Women's-rights groups have become increasingly aggravated with the practice, which leaves some unable to afford a plan. They argue that the insurance company's decisions are more motivated by greed than by economics.. The issue came to head last year when the National Women's Law Center published a report finding widespread variation in gender pricing, with women charged inconsistently high rates, depending on company and state of residence. A 25-year-old woman, for example, could be charged anywhere from 6 to 45 percent more than a 25-year-old man. "The huge variations in premiums charged to women and men for identical health plans highlight the arbitrariness of gender rating," the report concluded. (It's difficult to tell how arbitrary gender rating is, since insurance companies do not publicize their costs, although there is at least some research finding women cost more to insure then men). Twelve states either limit the use of gender rating or bar the practice outright; others have considered similar methods. Legislators and activists taking up the cause have termed the disparities "gender discrimination."

So why not just get rid of it?
Proponents of gender rating argue that if you eliminate gender rating (or pricing on any other risk factor, for that matter) and you run the risk of "adverse selection": men, who feel they're paying too much relative to the few benefits they receive, opting out of the system. As the pool becomes more female heavy, men increasingly pull out, to the point that insurance companies no longer have an interest in the market. This played out in Kentucky in the mid-1990s. In 1994, rates for young women were 150 percent that of those for young men. So that year the state passed legislation limiting insurance companies in their ability to charge different premiums based on things like race and gender. Over the next 10 years they saw low-risk individuals—the guys who thought they were overcharged—simply opting out altogether. Then the insurance companies fled, too, about 40 had left the market by 1998. So that year Kentucky largely repealed the program. The insurance companies returned to the state shortly afterward.As the Kentucky experience shows (and similar experiences in other states also demonstrate) small changes in regulation can ripple through a market to have a serious, and not necessarily favorable, impact.

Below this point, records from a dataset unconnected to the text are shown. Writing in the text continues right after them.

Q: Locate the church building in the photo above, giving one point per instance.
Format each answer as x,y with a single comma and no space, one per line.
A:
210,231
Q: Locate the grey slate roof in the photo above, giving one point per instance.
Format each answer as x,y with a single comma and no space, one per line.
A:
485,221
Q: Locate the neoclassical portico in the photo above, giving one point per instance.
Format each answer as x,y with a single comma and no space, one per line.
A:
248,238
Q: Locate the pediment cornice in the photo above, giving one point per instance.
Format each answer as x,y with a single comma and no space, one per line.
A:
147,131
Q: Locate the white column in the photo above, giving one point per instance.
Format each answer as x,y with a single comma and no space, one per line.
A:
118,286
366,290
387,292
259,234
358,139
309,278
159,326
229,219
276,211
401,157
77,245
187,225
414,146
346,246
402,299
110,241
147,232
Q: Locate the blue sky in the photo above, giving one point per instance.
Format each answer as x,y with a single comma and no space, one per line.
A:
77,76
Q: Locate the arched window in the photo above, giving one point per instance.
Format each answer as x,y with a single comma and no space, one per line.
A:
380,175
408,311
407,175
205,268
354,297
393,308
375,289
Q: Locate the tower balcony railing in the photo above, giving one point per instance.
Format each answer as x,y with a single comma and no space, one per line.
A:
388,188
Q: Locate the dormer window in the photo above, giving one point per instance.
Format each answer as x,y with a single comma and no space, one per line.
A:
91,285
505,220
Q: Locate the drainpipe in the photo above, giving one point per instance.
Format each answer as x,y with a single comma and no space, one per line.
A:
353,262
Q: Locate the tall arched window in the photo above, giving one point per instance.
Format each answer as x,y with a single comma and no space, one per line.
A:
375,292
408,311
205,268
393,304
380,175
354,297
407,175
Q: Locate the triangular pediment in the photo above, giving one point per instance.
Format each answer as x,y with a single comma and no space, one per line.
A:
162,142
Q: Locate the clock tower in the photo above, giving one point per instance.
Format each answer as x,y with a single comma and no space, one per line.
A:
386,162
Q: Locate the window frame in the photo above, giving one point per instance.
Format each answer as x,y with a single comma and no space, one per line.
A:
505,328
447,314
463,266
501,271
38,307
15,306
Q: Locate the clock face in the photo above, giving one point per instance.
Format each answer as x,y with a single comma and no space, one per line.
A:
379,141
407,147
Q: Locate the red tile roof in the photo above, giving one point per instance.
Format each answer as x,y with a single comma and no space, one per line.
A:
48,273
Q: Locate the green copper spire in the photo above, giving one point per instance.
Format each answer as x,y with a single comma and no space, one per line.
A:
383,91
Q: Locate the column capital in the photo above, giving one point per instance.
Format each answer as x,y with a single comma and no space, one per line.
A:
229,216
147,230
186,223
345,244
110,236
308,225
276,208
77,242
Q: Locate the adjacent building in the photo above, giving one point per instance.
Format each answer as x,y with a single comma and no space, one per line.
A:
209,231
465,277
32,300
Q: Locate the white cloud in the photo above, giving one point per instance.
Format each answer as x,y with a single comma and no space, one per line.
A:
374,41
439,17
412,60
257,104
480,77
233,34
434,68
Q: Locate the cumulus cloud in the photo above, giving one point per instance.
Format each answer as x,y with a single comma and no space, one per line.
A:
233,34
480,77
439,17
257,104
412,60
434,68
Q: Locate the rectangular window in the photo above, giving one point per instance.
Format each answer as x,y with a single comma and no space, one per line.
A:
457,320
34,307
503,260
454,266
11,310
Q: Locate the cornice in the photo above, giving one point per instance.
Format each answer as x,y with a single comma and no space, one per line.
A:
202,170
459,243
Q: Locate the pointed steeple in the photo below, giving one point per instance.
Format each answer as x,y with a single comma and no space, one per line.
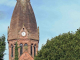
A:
23,14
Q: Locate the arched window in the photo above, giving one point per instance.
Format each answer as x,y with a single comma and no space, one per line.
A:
31,49
21,49
34,50
26,46
11,50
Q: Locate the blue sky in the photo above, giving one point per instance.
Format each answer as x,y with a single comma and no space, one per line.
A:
53,17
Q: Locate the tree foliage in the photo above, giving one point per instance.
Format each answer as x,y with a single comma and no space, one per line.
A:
16,51
62,47
2,47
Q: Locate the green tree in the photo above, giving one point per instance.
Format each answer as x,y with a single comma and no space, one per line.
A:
16,51
2,47
62,47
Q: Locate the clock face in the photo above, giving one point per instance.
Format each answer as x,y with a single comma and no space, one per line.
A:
23,34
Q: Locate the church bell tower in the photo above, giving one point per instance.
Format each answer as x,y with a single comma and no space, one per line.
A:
23,30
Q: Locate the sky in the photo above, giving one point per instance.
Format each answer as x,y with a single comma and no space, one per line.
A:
53,17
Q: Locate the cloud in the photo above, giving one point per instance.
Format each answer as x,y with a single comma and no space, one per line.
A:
10,3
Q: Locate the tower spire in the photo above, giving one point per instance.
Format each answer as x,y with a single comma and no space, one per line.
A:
22,14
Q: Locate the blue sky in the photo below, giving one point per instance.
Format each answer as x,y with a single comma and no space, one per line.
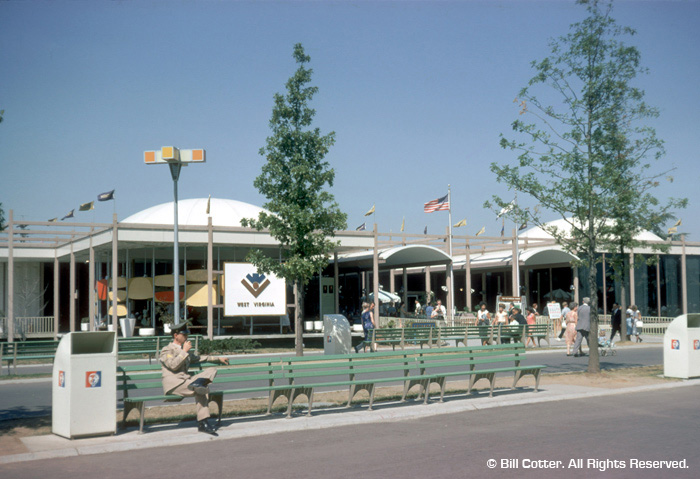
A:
416,92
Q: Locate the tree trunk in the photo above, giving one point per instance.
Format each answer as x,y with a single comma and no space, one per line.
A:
623,297
298,319
593,358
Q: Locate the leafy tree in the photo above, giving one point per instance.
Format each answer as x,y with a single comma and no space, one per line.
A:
302,216
586,152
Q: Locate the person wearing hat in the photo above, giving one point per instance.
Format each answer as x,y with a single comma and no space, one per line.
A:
175,359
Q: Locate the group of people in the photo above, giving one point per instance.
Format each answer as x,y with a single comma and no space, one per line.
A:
633,316
432,310
575,326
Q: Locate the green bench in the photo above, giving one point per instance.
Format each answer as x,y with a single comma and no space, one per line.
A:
479,360
147,378
507,333
26,350
16,351
402,336
538,332
464,333
149,345
300,376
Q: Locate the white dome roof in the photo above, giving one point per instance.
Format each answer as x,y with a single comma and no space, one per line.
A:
562,225
193,212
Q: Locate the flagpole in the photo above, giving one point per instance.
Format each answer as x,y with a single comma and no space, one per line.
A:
452,279
516,260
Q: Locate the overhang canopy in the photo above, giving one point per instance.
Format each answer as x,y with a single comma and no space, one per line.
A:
410,256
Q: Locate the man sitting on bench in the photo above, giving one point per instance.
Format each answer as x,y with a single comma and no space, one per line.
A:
175,359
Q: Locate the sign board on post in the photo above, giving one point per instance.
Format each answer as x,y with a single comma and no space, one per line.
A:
250,293
554,310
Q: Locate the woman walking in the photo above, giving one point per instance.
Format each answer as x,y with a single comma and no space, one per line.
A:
367,325
571,320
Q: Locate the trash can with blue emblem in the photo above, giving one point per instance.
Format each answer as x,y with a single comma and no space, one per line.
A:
84,392
682,347
336,334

But by no means is Kentucky the rule. Montana, for example, successfuly outlawed gender rating in 1993 and never looked back. A dozen states are now managing similar bans or restrictions. And even if some adverse selection does occur, advocates of gender-netural policies say that's OK—there are larger, philosophical issues at stake. The NWLC report describes how advocates for the Montana and Minnesota bans argued that "society considers gender discrimination to be just as repugnant as racial discrimination," and therefore should drop gender rating, just as they did for race in the 1950s and 1960s.

How will the health insurance reform affect this practice?

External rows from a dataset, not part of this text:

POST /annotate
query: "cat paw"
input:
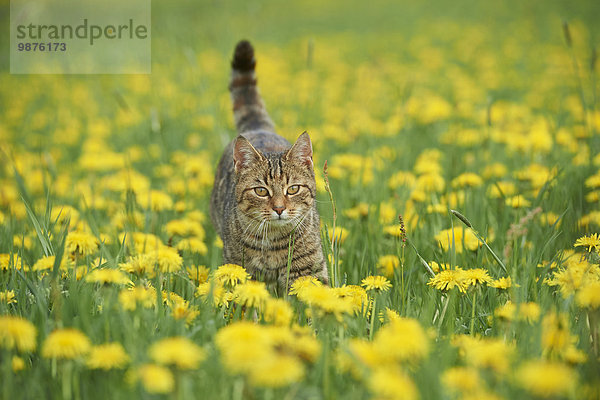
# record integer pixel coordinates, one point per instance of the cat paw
(243, 57)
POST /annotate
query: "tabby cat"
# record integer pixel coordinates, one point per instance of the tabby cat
(263, 197)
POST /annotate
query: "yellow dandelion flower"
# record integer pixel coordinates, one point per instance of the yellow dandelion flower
(501, 283)
(11, 261)
(198, 274)
(66, 343)
(356, 296)
(107, 356)
(155, 200)
(377, 283)
(589, 295)
(108, 275)
(387, 264)
(18, 364)
(81, 243)
(220, 296)
(231, 274)
(592, 241)
(178, 351)
(241, 344)
(155, 378)
(461, 238)
(17, 332)
(302, 283)
(8, 297)
(449, 279)
(396, 230)
(251, 294)
(476, 276)
(518, 201)
(546, 378)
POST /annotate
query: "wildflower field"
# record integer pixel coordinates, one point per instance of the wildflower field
(459, 206)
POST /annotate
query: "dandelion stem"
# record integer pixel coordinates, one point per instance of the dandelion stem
(373, 313)
(465, 221)
(67, 370)
(423, 262)
(238, 389)
(444, 311)
(473, 311)
(334, 275)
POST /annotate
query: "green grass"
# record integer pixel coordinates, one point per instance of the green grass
(377, 86)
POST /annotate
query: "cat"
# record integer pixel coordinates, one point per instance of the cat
(263, 200)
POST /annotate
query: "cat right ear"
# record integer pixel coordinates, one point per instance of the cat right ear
(244, 154)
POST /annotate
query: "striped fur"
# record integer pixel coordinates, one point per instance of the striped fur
(257, 230)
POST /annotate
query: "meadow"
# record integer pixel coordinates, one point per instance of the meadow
(457, 154)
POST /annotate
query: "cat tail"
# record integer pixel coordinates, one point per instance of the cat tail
(248, 108)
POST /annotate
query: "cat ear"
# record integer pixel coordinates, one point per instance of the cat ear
(301, 150)
(244, 154)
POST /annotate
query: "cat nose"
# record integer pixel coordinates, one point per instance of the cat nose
(278, 209)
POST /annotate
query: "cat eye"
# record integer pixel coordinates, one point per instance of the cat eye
(293, 189)
(262, 192)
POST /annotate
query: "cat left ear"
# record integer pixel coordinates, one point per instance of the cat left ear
(302, 150)
(244, 154)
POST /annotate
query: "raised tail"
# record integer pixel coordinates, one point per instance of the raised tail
(248, 108)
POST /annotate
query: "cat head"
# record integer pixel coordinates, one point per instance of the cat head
(278, 188)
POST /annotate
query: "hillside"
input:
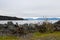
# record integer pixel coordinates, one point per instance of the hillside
(9, 18)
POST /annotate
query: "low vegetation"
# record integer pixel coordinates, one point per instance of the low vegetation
(45, 31)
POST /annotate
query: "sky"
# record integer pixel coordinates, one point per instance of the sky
(30, 8)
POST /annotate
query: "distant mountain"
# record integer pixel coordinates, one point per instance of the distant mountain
(48, 18)
(9, 18)
(44, 18)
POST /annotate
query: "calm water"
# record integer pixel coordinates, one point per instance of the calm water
(27, 21)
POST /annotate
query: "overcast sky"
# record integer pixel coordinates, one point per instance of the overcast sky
(30, 8)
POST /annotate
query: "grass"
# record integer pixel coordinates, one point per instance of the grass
(36, 36)
(45, 36)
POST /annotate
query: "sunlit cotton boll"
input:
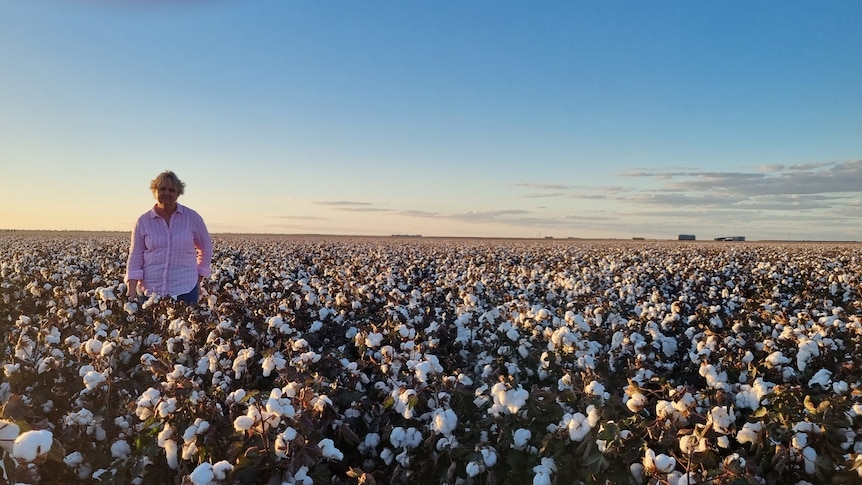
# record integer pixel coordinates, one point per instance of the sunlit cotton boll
(444, 421)
(328, 450)
(659, 463)
(206, 474)
(8, 432)
(121, 449)
(31, 444)
(750, 433)
(543, 471)
(521, 438)
(508, 400)
(636, 402)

Right now, the tide seems to be turning in favor of eliminating gender ratings. In May, the group America's Health Insurance Plans issued a statement in support of "discontinuing rating based on a person's health status or gender" alongside a "personal coverage requirement to get everyone into the system." That second part, the "personal coverage requirement" (or, in health-reform-speak, the individual mandate) is key to what AHIP is saying. Because if everyone has to sign up for health care, adverse selection becomes a moot point: there isn't any selection at all. So it would function much like the current employer-based system, where women and men pay the same, and costs get spread across a large pool. But individual mandates have become a contested point in the health-care debate. If they don't make it into the final legislation, expect to see insurance companies rethinking their support for scrapping gender ratings, and the battle starting anew.